If they didn’t get beat down by the powers that be. If they didn’t give in to the pressure not to stand out. If they didn’t give up because standing up for their vision got them shot down by those who didn’t understand or just didn’t want to compete with unique. If they stayed true to their personal truths, their unique gifts, and their view of the world, they brought something to the table we’d never considered before. And that has value. Even when it doesn’t work. Because something we’ve never considered that won’t work still opens our minds to something we haven’t considered that will work. Without someone stepping out on the ledge and proposing something different that won’t work, nothing new that will work will ever come to light.

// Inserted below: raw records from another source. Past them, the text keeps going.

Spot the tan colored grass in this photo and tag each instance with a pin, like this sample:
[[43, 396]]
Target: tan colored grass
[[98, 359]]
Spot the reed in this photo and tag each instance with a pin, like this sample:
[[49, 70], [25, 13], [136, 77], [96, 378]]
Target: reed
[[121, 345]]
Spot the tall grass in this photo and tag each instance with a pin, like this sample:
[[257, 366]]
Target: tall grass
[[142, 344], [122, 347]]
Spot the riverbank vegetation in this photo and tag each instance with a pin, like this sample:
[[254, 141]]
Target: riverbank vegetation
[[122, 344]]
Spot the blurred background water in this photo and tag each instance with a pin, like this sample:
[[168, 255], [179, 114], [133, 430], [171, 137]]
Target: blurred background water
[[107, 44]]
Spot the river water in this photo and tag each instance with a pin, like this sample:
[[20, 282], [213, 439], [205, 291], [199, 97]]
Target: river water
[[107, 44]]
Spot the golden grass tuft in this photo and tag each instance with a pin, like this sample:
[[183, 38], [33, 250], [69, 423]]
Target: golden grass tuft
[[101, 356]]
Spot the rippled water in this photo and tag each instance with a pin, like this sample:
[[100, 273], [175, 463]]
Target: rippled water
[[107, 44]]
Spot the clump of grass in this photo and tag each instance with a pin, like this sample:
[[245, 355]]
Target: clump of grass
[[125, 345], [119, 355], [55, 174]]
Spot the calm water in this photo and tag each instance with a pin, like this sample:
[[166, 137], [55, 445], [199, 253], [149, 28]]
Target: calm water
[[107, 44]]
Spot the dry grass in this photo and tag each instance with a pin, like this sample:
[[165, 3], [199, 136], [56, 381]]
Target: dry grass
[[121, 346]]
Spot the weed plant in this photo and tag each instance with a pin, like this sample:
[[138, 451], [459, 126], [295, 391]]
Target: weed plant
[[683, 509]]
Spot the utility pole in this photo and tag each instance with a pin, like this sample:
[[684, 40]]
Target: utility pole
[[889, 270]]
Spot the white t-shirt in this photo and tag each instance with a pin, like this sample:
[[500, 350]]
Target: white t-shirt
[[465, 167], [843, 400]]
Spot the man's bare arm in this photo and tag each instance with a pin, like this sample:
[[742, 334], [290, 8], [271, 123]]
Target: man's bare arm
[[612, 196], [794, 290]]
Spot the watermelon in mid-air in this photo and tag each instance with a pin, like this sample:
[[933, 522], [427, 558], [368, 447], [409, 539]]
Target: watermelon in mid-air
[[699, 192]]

Brands understand the power of being different, and being the first to get attention for those differences. Brands are extensions of people. Without people daring to be different, brands are doomed to recreate the same round shape while trying to call it something that isn’t a wheel. And you don’t want to get stuck in the rut of renaming the wheel.
Besides, the world needs more one-of-a-kind thinkers, and doers. We need men to challenge the khaki club mentality even if they keep wearing the slacks.

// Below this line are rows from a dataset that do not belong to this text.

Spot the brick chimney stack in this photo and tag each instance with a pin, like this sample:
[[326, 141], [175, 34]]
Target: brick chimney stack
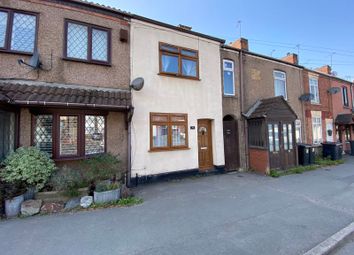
[[291, 58], [241, 44], [324, 69]]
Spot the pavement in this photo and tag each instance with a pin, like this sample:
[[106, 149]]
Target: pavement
[[237, 213]]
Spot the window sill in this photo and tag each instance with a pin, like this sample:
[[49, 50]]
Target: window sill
[[87, 62], [169, 149], [180, 76]]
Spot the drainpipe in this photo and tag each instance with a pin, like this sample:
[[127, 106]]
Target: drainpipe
[[242, 106]]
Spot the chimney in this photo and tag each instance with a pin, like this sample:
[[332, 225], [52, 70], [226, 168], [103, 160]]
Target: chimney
[[241, 44], [291, 58], [325, 69]]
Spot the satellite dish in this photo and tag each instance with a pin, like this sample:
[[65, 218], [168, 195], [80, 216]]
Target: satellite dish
[[306, 97], [333, 90], [34, 61], [137, 84]]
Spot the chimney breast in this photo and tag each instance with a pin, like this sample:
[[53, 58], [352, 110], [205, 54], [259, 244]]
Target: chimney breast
[[291, 58], [324, 69], [241, 44]]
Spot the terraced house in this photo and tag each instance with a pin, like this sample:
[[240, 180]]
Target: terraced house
[[65, 74]]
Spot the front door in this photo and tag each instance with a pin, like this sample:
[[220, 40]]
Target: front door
[[231, 148], [205, 148]]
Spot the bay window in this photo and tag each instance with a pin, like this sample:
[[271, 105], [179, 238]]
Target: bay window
[[85, 42], [178, 61], [18, 31], [69, 136], [280, 84], [168, 131]]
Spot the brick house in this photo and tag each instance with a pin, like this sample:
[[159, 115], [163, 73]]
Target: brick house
[[257, 78], [76, 102]]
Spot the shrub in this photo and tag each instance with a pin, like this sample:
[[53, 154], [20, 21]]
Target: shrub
[[29, 166], [102, 167]]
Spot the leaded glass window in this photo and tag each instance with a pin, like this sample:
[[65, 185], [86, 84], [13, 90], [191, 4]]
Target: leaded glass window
[[94, 134], [43, 133]]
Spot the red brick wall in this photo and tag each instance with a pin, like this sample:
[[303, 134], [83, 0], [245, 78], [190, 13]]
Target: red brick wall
[[259, 160]]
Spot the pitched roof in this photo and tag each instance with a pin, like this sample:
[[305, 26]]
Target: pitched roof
[[263, 107], [345, 119], [61, 95]]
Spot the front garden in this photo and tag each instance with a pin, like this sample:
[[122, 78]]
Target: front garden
[[31, 183]]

How do you make this YOUR year for showing up as yourself and being recognized for your value?
Shed the labels
No, I don’t mean the designer labels, I mean the labels you use to figure out what box you, and everyone else you work with, fits into. You won’t discover, or be discovered, by identifying as a man, or a Gen Xer, or an engineer, or a college grad. Because when you plaster yourself in labels no one can see YOU, they only see the boxes you belong in.
Start thinking of yourself in “I am” statements that are about YOU, not the circumstances of your life. “I am in this world to …” or “I am a person who can …” When the labels you wear are about purpose and ability your inner genius has room to move about. And, you won’t be aligning yourself with subgroups which can limit your potential for relationships and opportunities.
Know who you can help (and who you can’t)
You’ve heard the expression, “One man’s trash is another man’s treasure.” You aren’t trash, but your particular gifts and talents may not have much value to some people or situations, while at the same time, being beyond value under other circumstances or seen through someone else’s lens. If you’re in a culture or line of work that can’t make full use of your abilities you can’t expect that they’ll want to pay you your full value for them. You don’t have to jump ship immediately, but at the very least do some strategic thinking about a career move that lets you be seen as the treasure that you are.
It’s not about questioning authority, it’s about examining traditional wisdom, understood premises, norms, and processes. Questioning authority challenges people, questioning status quo is only about challenging the beliefs, systems, and structure. Certainly authority will still feel the challenge, but if you’re truly motivated by the opportunity to find a better way, and not by an ego-need agenda of proving that you’re smarter or better than the people currently in charge, you will be able to win them over. Because at the end of the day, you’ll make their lives better too.
Show confidence and camaraderie
You are a one-of-a-kind. So is every one else. You earn the privilege of making this your year by supporting every other one-of-a-kind guy who’s trying to escape the crowd. Individualism is counter to our conditioning, so it’s going to require a culture shift to make standing out feel safe. To really make this the year of individual value we must create a culture, in the workplace and away from it, where the individual is truly valued.